Daty tych biegów są zbliżone, co wymaga układania kilkuletnich planów: maraton tokijski, londyński i bostoński odbywają się wiosną (początek marca, początek i połowa kwietnia), a pozostałe – jesienią (koniec września w Berlinie, początek października w Chicago i początek listopada w Nowym Jorku). Okres otwartych zapisów jest krótki (jedynie pięć dni w Bostonie) i wyprzedza datę imprez o wiele miesięcy. Wysłanie zgłoszenia nie oznacza kwalifikacji – ponieważ chętnych jest zawsze więcej niż numerów startowych, prowadzi się losowania. Zmniejsza to szanse sukcesu; maraton tokijski i londyński są nagminnie oblegane.
Istnieją również dodatkowe wymagania. Maraton bostoński nie organizuje loterii, lecz wymaga uzyskania określonego czasu ustalonego w zależności od płci i wieku, w innym, wcześniejszym maratonie. Spełnienie tego kryterium nie gwarantuje sukcesu – kwalifikują się najszybsi kandydaci. Czas kwalifikujący może oferować możliwość uzyskania numeru startowego poza ogólnym losowaniem – gwarantowaną w Chicago i Tokyo, lub decydowaną kolejnością zgłoszeń w Nowym Jorku. Maraton londyński oferuje miejsca startowe na podstawie czasu kwalifikującego jedynie rezydentom Wielkiej Brytanii. Dlatego warto postarać się o jak najlepszy czas w maratonach odbywających się nie wcześniej niż rok przed okresem zapisów wymarzonych Marathon Majors. Trasy tych maratonów muszą być certyfikowane. Aby mieć pewność, że wynik uzyskany w innym kraju będzie uwzględniony do kwalifikacji w Marathon Majors, warto stawić na certyfikacje przez międzynarodowe stowarzyszenia takie jak AIMS. W Polsce członkami AIMS są obecnie: maraton krakowski, warszawski, wrocławski, poznański oraz Silesia Marathon.
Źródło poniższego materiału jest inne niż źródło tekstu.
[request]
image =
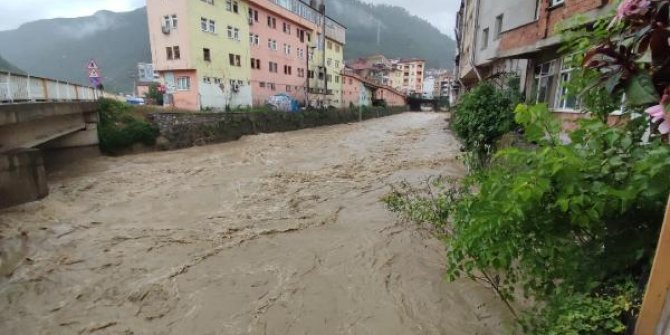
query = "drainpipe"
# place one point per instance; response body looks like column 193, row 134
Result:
column 474, row 42
column 325, row 68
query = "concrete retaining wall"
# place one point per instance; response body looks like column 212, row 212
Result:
column 22, row 177
column 179, row 130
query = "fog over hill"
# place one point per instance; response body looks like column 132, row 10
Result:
column 61, row 48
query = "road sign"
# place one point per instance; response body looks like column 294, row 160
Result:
column 93, row 73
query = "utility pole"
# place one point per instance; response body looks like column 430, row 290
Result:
column 323, row 45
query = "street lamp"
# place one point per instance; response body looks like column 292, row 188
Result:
column 310, row 53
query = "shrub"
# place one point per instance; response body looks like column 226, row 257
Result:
column 483, row 116
column 120, row 127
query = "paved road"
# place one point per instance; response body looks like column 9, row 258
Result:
column 273, row 234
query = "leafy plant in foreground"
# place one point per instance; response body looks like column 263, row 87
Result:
column 568, row 225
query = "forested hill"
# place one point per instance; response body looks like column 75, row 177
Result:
column 401, row 34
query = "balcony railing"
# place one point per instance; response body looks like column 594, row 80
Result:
column 25, row 88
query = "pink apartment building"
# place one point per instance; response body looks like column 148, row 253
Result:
column 279, row 42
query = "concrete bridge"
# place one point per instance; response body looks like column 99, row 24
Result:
column 38, row 114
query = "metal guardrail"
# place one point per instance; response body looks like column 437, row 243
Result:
column 16, row 88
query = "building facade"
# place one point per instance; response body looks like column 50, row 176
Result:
column 502, row 38
column 237, row 53
column 361, row 91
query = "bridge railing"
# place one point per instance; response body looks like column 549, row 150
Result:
column 16, row 88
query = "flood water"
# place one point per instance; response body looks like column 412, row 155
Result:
column 273, row 234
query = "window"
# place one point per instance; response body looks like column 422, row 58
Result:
column 183, row 83
column 253, row 15
column 170, row 22
column 565, row 99
column 272, row 44
column 499, row 22
column 235, row 60
column 232, row 6
column 272, row 22
column 172, row 53
column 233, row 33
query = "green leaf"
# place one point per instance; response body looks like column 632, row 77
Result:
column 640, row 91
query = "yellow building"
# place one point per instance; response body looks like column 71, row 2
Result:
column 200, row 50
column 203, row 51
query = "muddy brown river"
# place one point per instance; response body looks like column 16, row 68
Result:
column 273, row 234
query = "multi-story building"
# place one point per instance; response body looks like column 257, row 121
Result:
column 360, row 91
column 234, row 53
column 519, row 37
column 412, row 74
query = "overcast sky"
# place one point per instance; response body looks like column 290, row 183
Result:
column 15, row 12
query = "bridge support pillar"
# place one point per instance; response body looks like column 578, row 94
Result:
column 22, row 177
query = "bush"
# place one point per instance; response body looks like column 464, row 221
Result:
column 120, row 127
column 566, row 224
column 483, row 116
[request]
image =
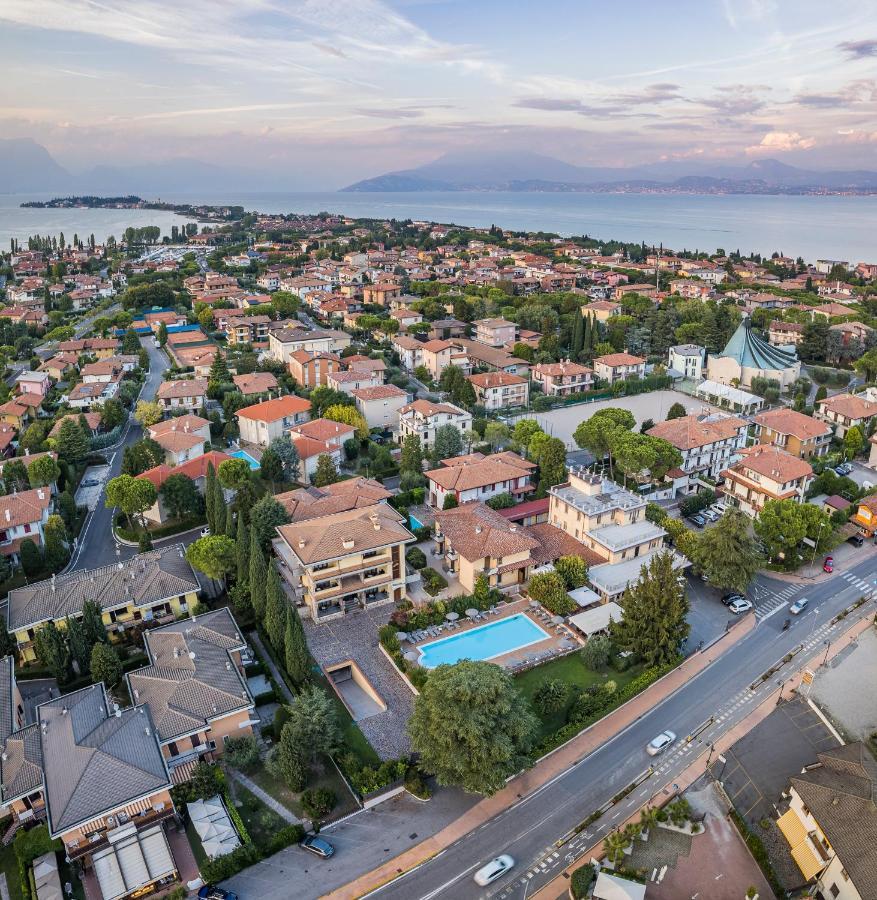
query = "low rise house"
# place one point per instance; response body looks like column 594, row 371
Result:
column 194, row 687
column 182, row 394
column 380, row 405
column 843, row 411
column 423, row 417
column 830, row 823
column 499, row 390
column 708, row 444
column 619, row 366
column 345, row 561
column 477, row 477
column 476, row 540
column 766, row 473
column 147, row 587
column 563, row 378
column 262, row 422
column 794, row 432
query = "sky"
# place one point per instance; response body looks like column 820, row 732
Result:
column 325, row 92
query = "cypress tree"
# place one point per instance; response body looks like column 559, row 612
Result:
column 298, row 662
column 275, row 611
column 258, row 577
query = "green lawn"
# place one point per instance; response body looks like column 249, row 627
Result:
column 572, row 670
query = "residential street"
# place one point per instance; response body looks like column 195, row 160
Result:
column 96, row 546
column 528, row 830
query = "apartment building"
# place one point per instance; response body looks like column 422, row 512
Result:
column 708, row 444
column 23, row 516
column 794, row 432
column 610, row 522
column 478, row 477
column 423, row 417
column 830, row 823
column 380, row 405
column 843, row 411
column 498, row 390
column 618, row 366
column 194, row 687
column 182, row 394
column 766, row 473
column 262, row 422
column 476, row 540
column 146, row 588
column 495, row 332
column 563, row 378
column 344, row 561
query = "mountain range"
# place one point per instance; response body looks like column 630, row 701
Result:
column 505, row 171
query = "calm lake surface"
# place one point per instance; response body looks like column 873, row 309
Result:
column 812, row 227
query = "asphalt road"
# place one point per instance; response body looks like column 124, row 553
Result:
column 96, row 546
column 528, row 830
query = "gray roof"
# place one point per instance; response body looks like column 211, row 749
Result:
column 145, row 579
column 191, row 678
column 840, row 793
column 21, row 769
column 95, row 761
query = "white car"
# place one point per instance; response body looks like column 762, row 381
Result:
column 660, row 743
column 740, row 606
column 494, row 869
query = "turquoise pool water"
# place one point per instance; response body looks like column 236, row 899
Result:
column 484, row 642
column 242, row 454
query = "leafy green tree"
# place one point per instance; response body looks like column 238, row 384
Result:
column 265, row 517
column 549, row 589
column 92, row 623
column 727, row 553
column 50, row 648
column 43, row 471
column 471, row 727
column 75, row 443
column 258, row 576
column 105, row 665
column 573, row 570
column 326, row 472
column 297, row 658
column 180, row 495
column 232, row 473
column 448, row 443
column 655, row 608
column 213, row 555
column 275, row 611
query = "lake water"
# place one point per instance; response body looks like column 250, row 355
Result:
column 812, row 227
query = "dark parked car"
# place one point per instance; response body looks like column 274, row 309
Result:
column 318, row 846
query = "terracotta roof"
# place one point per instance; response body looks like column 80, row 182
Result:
column 476, row 531
column 193, row 468
column 339, row 535
column 688, row 432
column 849, row 405
column 789, row 421
column 774, row 463
column 619, row 359
column 378, row 392
column 272, row 410
column 255, row 383
column 486, row 380
column 171, row 390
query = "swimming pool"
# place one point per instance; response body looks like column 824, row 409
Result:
column 484, row 642
column 242, row 454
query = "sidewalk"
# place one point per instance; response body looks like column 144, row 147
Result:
column 549, row 767
column 698, row 767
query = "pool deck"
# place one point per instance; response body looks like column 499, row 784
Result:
column 561, row 640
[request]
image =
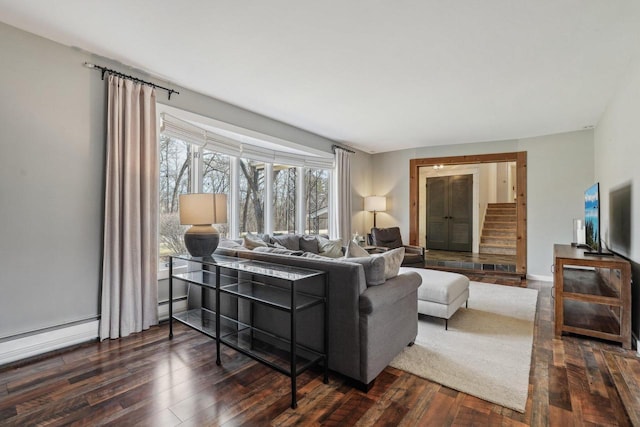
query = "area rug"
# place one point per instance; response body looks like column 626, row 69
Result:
column 487, row 350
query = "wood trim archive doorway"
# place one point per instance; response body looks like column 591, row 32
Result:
column 519, row 157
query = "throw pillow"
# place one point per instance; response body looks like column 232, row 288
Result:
column 315, row 256
column 392, row 262
column 309, row 244
column 374, row 268
column 355, row 251
column 330, row 248
column 251, row 241
column 280, row 251
column 289, row 241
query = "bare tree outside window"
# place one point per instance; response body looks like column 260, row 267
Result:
column 284, row 199
column 317, row 201
column 251, row 197
column 216, row 178
column 175, row 179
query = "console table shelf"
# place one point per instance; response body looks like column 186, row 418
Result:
column 248, row 283
column 592, row 295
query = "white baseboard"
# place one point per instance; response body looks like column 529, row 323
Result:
column 540, row 277
column 33, row 345
column 44, row 342
column 163, row 310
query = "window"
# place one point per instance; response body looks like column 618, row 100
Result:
column 175, row 179
column 251, row 197
column 316, row 199
column 284, row 199
column 216, row 178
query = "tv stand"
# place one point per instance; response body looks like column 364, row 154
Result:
column 592, row 295
column 595, row 253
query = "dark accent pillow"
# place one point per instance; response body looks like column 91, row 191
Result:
column 309, row 244
column 289, row 241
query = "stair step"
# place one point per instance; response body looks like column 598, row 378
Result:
column 501, row 211
column 501, row 241
column 500, row 225
column 498, row 232
column 500, row 218
column 502, row 205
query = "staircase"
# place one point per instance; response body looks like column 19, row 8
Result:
column 499, row 229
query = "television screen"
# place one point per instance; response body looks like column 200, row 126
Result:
column 620, row 220
column 592, row 217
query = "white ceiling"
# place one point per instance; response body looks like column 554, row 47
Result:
column 377, row 75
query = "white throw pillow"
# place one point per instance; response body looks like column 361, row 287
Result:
column 355, row 251
column 330, row 248
column 392, row 262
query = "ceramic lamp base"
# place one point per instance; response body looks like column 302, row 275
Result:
column 201, row 240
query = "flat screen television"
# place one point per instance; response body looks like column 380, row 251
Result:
column 592, row 217
column 592, row 220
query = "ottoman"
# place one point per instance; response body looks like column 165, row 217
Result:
column 441, row 292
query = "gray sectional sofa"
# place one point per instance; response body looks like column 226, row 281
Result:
column 368, row 325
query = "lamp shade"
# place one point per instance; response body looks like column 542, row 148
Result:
column 203, row 208
column 197, row 209
column 219, row 208
column 375, row 203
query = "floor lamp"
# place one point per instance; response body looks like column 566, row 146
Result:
column 375, row 204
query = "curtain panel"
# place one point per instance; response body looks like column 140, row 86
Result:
column 130, row 260
column 341, row 224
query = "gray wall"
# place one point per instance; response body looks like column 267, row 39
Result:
column 558, row 171
column 52, row 144
column 617, row 150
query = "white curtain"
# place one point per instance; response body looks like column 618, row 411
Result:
column 130, row 259
column 341, row 210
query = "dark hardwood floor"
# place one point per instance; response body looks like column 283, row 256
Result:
column 150, row 380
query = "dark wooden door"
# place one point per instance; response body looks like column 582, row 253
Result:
column 450, row 213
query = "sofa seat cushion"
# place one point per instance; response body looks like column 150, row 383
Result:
column 411, row 258
column 441, row 287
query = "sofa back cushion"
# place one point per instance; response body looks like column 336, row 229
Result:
column 309, row 244
column 289, row 241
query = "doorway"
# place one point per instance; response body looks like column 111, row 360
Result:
column 519, row 194
column 449, row 213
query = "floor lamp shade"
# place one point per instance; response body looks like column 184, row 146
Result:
column 375, row 204
column 201, row 210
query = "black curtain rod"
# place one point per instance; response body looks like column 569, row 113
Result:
column 126, row 76
column 334, row 146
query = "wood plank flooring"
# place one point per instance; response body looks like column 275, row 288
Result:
column 150, row 380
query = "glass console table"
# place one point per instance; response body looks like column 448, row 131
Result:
column 253, row 291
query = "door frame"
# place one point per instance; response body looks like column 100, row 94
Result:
column 519, row 157
column 471, row 182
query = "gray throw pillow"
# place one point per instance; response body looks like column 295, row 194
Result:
column 289, row 241
column 309, row 244
column 280, row 251
column 374, row 268
column 354, row 251
column 393, row 261
column 251, row 241
column 330, row 248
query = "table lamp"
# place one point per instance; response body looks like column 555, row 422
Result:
column 201, row 210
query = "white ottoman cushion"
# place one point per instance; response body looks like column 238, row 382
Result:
column 441, row 292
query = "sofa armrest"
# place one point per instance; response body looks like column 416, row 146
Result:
column 414, row 249
column 389, row 292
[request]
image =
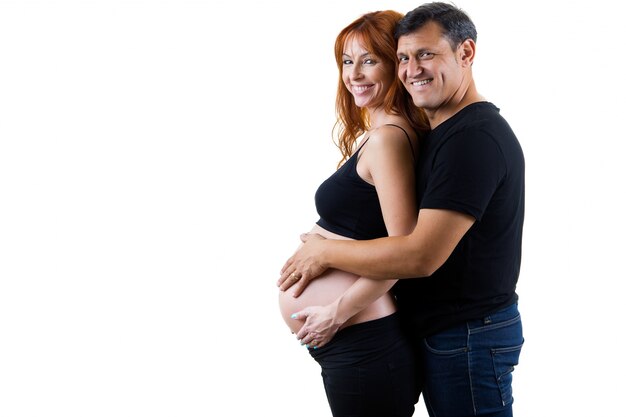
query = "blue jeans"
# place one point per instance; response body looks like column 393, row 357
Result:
column 468, row 368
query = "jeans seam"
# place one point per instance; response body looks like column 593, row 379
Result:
column 469, row 367
column 494, row 326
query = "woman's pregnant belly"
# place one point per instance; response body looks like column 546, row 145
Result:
column 326, row 289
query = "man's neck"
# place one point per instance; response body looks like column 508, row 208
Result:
column 456, row 103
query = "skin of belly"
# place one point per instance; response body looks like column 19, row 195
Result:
column 326, row 289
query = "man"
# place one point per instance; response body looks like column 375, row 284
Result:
column 458, row 269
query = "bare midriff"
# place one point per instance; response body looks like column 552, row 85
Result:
column 325, row 290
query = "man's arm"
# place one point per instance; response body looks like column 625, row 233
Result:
column 417, row 255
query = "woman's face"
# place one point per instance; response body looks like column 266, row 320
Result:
column 365, row 75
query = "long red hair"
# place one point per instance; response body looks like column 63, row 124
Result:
column 376, row 32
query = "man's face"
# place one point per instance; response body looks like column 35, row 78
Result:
column 430, row 70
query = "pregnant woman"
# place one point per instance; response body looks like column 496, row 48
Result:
column 367, row 363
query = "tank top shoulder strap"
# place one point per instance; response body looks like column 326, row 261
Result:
column 408, row 138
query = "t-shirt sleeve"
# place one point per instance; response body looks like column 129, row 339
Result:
column 466, row 172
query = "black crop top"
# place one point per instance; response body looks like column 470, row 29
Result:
column 348, row 205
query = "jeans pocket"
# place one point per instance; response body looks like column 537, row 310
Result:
column 504, row 362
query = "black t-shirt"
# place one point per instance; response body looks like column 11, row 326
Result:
column 472, row 163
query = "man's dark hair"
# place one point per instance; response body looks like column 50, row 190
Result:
column 455, row 24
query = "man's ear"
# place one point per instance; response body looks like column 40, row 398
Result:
column 466, row 52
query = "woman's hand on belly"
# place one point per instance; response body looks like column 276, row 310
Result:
column 320, row 324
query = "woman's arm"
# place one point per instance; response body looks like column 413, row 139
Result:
column 387, row 163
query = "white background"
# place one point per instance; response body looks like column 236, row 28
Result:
column 158, row 160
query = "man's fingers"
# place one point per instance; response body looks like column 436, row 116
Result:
column 299, row 287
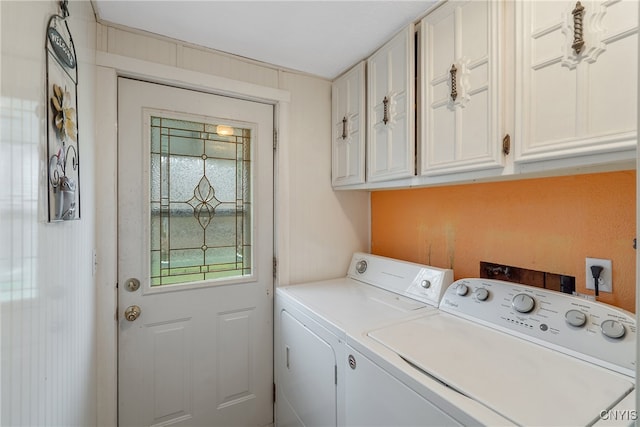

Numery startowe można również uzyskać kontaktując się ze stowarzyszeniami charytatywnymi z listy opublikowanej przez organizatorów maratonu, co wymaga uzbierania określonej sumy datków. Wysokość datków jest ustalana indywidualnie z każdą organizacją charytatywną, lecz niektóre maratony wymagają minimalnych kwot – 1.250USD w Chicago, 1.000GBP w Londynie, 25.300JPY w Tokyo lub 5.000USD w Bostonie. Można również wykupić pakiety od biur podróży współpracujących z danym maratonem. Listy takich biur podróży niekiedy obejmują polskich partnerów – jak w przypadku maratonu berlińskiego i nowojorskiego w 2023 roku. Liczba miejscówek oferowanych przez organizacje charytatywne i biura podróży jest również ograniczona – mogą one szybko zostać wyprzedane.
Koszty uczestnictwa to dodatkowy czynnik decydujący o wysiłku logistycznym i finansowym, jaki należy inwestować w plany biegowe. Opłaty startowe są różnej wysokości – od 125GBP za maraton londyński do 295USD za nowojorski. Pakiety proponowane przez biura podróży obejmują te opłaty, jak również koszty przelotów i zakwaterowania, co pomaga zmniejszyć ciężar organizacyjny.
Trasy tych maratonów są dość zróżnicowane pod względem trudności: najbardziej płaskie, a równocześnie najszybsze, są w Berlinie i Chicago. Największe różnice poziomów, wymagające strategicznego planowania wysiłku, są w Nowym Jorku i Bostonie. Różnice poziomów w tym pierwszym mieście wynikają z obecności pięciu mostów na trasie (z których dwa są dość długie – jeden na samym początku) oraz wzniesień na Fifth Avenue i w Central Park. W Bostonie, po długim odcinku w dół na początku trasy następują cztery wzgórza kończące się słynnym, najtrudniejszym Heartbreak Hill.
Niekiedy jednak nawet płaskie trasy zawierają spowalniające przeszkody. Wśród nich jest liczba uczestników, sięgająca kilkadziesiąt tysięcy. W Londynie pierwsza połowa trasy jest szczególnie zatłoczona dla biegaczy spoza elitarnej, najszybszej grupy. Innym problemem mogą być ostre zakręty – aż 21 w Berlinie, aczkolwiek trasa jest ogólnie płaska i potencjalnie szybka. Pogoda także może przeszkadzać w osiągnięciu rekordów osobistych – w Londynie często zdarza się silny wiatr, z kierunku przeciwnego do ruchu biegaczy na ostatnich dziesięciu kilometrach, a w Bostonie może występować ulewny deszcz, a nawet śnieg i temperatury poniżej zera.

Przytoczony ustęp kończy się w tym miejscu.